The presented solutions to the conflict, can also be broken down into three categories, each with its own benefits and drawbacks. Let’s now turn our anarcho-libertarian examination to these categories.

Firstly, the most popular and worst solution is the two state solution. Not only does this require gross violations of human rights, and a disregard for individual property rights, it deals with the “rights of Israelis” vs the “rights of Palestinians,” rather than human rights. Little to no consideration is given for problems created by the proposed solutions. For example, what happens to a jew who legally bought a house from an Arab, or an Arab who owns property on what will become Israel? This top down solution would displace at the lowest estimates 100,000 innocent people and still not resolve some of the most significant issues. Not to mention, it solves none the communal national level concerns such as holy sites that will remain an issue. No matter what arrangement politicians reach, religious factions will no doubt be dissatisfied with the results which will inherently destabilize whatever agreement is reached.

The second solution advanced is one that while gaining in popularity, I believe is deeply flawed and that is the idea of one democratic state. The consequences of two populations of more or less equal size wrestling for control of a state apparatus in hopes of damaging the other side, has great potential to be disastrous. Is the best answer really an American style duopoly developing between two tribes who have been in violent conflict for the last 100 years? Encouraging for the 12 million people of the region, the same kind of thinking prevalent in the U.S. of everything hinging on who wins any given election? You can see issues such as the name of the country and holy site policies swinging back and forth from election to election with all the accompanying unrest.

The third, and I believe best, solution which has emanated from a group of mixed Jewish and Arab peace advocates is known as the “two states homeland.” This brilliant bottom up idea can solve many of the aforementioned issues, while also not creating any new ones. Simply put, the plan is to establish two states in the same geographic area, each with its own parliament, citizenship etc. One for Israelis and one for Arabs. Even with a cursory glance, it is easy to see that one of the most pressing issues of how to allow the four million person Palestinian diaspora to return home.
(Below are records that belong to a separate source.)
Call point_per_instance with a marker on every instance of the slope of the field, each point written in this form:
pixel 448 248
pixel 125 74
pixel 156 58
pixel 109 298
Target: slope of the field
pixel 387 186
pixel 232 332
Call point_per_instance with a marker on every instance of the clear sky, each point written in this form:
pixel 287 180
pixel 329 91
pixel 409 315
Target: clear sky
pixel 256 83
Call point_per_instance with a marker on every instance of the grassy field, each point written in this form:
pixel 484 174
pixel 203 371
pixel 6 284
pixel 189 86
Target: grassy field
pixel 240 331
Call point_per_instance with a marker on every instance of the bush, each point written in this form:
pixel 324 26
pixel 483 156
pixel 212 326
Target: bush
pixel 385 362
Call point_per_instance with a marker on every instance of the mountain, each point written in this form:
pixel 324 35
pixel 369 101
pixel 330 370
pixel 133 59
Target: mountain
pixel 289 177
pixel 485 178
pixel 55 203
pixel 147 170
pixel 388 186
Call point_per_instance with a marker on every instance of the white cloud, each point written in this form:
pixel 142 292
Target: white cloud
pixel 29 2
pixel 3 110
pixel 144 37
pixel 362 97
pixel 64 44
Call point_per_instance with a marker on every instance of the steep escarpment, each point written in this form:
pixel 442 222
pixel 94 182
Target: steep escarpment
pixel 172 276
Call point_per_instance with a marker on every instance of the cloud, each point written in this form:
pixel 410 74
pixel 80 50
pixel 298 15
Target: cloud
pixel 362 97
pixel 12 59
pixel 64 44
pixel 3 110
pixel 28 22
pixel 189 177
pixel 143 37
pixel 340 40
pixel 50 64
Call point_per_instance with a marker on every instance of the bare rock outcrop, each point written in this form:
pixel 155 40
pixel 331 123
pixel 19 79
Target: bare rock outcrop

While it might not return them to former property, there would be compensations, and a return to their homeland, without having the added concern of how a democracy would marginalize the newly minted minority. This plan also solves two of the other largest issues. With two independent states that occupy the same geography, occupation and settlements are no longer concerns. While not removing the most difficult problem of what to do about holy sites, it is far superior to having a central government who controls every aspect of who can go where when. This leaves only one major unresolved issue, to which I honestly don’t know of a good solution, and that is what kind of worship can be done at each site. This is a situation that, once people have much more latitude in other regards, may end up being resolved by the people concerned. Regardless, this plan brings the most issues to resolution. Besides the obvious advantages of such a solution, the very idea of competing governments offers great possibilities. Smaller minorities would presumably have a choice in what state they wanted to join or even open their own state which could lead to many great outcomes. If this idea is implemented (and it’s the only logical solution so it has a shot) it may be the first crack we get at a testing ground for an ancap world. While it probably wouldn’t look exactly like a Rothbardian dreamscape especially with the Israeli proclivity for an authoritarian state, it could open up new possibilities there and around the world. I sincerely hope that out of this horrific conflict a new dawn of freedom can emerge perhaps even a freedom that can be spread worldwide.